エリート層の抵抗や歴史的経路依存性が障害となります。

歴史の重要性:

現在の国家の繁栄や衰退は、長い歴史的プロセスの結果です。

クリティカルジャンクションが国家の発展経路を大きく左右します。

この本は、単純な地理的要因や文化的要因ではなく、制度の質が国家の成功と失敗を決定づける主要因であると主張しています。持続可能な経済成長と繁栄には、包括的な政治・経済制度の構築が不可欠であることを強調しています。

 
包括的な政治・経済制度とは、広く国民に機会を提供し、イノベーションと創造的破壊を促進する制度のことを指します。これは『なぜ国家は破綻するのか』の著者たちが提唱する概念で、国家の長期的な繁栄に不可欠とされています

収奪的な経済・政治と成長の関係:

短期的には成長可能:資源の集中的開発や強制労働による生産増加。

長期的には持続不可能:イノベーションや創造的破壊が抑制され、経済の近代化が阻害される。

エリート層の既得権益保護が経済発展を妨げる。

『なぜ国家は破綻するのか』の要約:

包括的制度の重要性:経済的・政治的に包括的な制度が持続可能な成長と繁栄をもたらす。

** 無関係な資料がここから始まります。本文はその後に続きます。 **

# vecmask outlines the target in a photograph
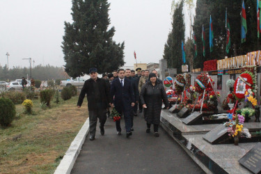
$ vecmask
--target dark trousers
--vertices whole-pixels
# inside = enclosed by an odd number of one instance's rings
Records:
[[[96,125],[97,118],[99,118],[100,127],[103,127],[104,126],[106,120],[107,119],[106,116],[106,110],[100,109],[94,111],[89,111],[89,119],[90,119],[90,136],[95,136],[96,133]]]
[[[147,128],[150,129],[150,125],[151,124],[147,123]],[[158,132],[159,131],[159,125],[153,125],[153,128],[154,128],[154,132]]]
[[[143,109],[143,107],[142,107],[142,104],[141,104],[141,97],[140,97],[140,99],[139,100],[139,110],[142,111],[142,109]]]
[[[117,111],[120,114],[121,118],[122,118],[122,113],[124,117],[124,121],[125,122],[125,128],[126,128],[126,132],[130,132],[131,128],[132,128],[132,111]],[[132,122],[133,122],[133,116],[132,116]],[[116,121],[116,129],[117,132],[121,132],[121,127],[120,127],[120,120]],[[133,124],[133,123],[132,123]]]

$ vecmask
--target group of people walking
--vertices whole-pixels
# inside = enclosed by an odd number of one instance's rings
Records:
[[[87,95],[90,120],[90,140],[95,137],[97,118],[100,120],[100,134],[104,134],[104,124],[106,120],[106,109],[113,108],[124,118],[126,137],[132,135],[134,116],[137,116],[138,104],[139,112],[143,110],[147,122],[147,133],[150,132],[151,125],[154,125],[154,135],[159,134],[160,113],[162,101],[168,109],[168,101],[162,81],[157,79],[157,72],[136,69],[119,69],[112,74],[97,77],[97,70],[89,70],[90,79],[86,80],[81,90],[77,106],[80,108],[84,97]],[[117,135],[121,135],[120,120],[116,121]]]

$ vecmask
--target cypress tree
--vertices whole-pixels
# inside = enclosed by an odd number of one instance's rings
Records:
[[[113,40],[107,0],[72,0],[72,24],[65,22],[63,52],[65,72],[75,77],[95,67],[99,73],[112,72],[125,63],[124,42]]]

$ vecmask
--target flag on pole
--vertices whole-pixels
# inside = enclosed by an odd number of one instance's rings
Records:
[[[230,48],[231,42],[230,42],[230,25],[229,24],[228,19],[226,19],[226,26],[227,26],[227,42],[226,47],[226,52],[228,54],[229,49]]]
[[[194,44],[194,49],[195,49],[194,58],[195,58],[198,55],[198,51],[197,51],[197,40],[196,39],[196,35],[195,35],[194,31],[193,31],[193,43]]]
[[[211,19],[210,15],[210,21],[209,21],[209,48],[210,52],[213,52],[213,26],[212,26],[212,20]]]
[[[203,42],[203,56],[206,56],[205,44],[206,37],[205,35],[204,25],[202,25],[202,34],[201,34],[202,42]]]
[[[246,42],[246,34],[247,33],[247,28],[246,28],[246,9],[245,9],[245,3],[242,3],[242,10],[241,13],[241,20],[242,20],[242,25],[241,25],[241,42],[243,43]]]
[[[185,46],[183,44],[183,40],[182,41],[181,43],[181,47],[182,49],[182,60],[183,60],[183,63],[186,63],[186,53],[185,53]]]
[[[257,23],[258,23],[258,38],[259,38],[259,35],[261,33],[261,24],[260,24],[260,9],[261,9],[261,1],[257,0],[256,1],[257,6],[256,6],[256,13],[257,13]]]

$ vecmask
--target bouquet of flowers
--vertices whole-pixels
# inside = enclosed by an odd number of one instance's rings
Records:
[[[114,122],[120,120],[121,118],[120,114],[116,111],[115,107],[113,108],[110,116],[113,119]]]
[[[177,94],[181,94],[184,90],[184,86],[186,85],[186,81],[182,74],[177,75],[174,84]]]
[[[195,81],[196,92],[203,93],[208,84],[209,77],[207,74],[201,73],[198,75]]]

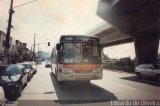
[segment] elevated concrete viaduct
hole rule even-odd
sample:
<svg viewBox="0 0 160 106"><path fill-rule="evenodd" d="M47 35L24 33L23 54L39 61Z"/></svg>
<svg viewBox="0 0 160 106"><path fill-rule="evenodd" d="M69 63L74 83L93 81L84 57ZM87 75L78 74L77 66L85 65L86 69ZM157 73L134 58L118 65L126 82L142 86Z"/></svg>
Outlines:
<svg viewBox="0 0 160 106"><path fill-rule="evenodd" d="M99 0L97 15L113 27L96 33L103 47L134 41L136 63L156 63L160 0Z"/></svg>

収奪的制度の問題点:エリート層の利益を守る制度は長期的発展を阻害。

制度変革の難しさ:収奪的制度から包括的制度への移行は容易ではない。

歴史の重要性:現在の国家の状況は長い歴史的プロセスの結果。

この本は、単純な地理的要因や文化的要因ではなく、制度の質が国家の成功と失敗を決定づける主要因であると主張しています。持続可能な経済成長と繁栄には、包括的な政治・経済制度の構築が不可欠であることを強調しています

 

これを今の日本に当てはめてみると持続可能な経済成長と繁栄に必要な条件である包括的な政治が行われているのか。

 
日本は当然独裁国家ではない、収奪は目立たないようになってはいるが、特定政党と一部エリート層(グローバル大企業)、そして一部官僚による収奪的な政治が行われているように思える
 
この現状をもし別の政党が覆したとしても、権力と収奪の元が別の政党に変わるだけで大きな変化は起きない。単なる支配層の入れ替えだけでは持続的な経済成長は困難。多様な多角的な集団が取って代わって持続可能な経済成長と繁栄をめざすことができるのか。政治、税制を含めたインセンティブの根本的な修正が必要な時にきているのではないか。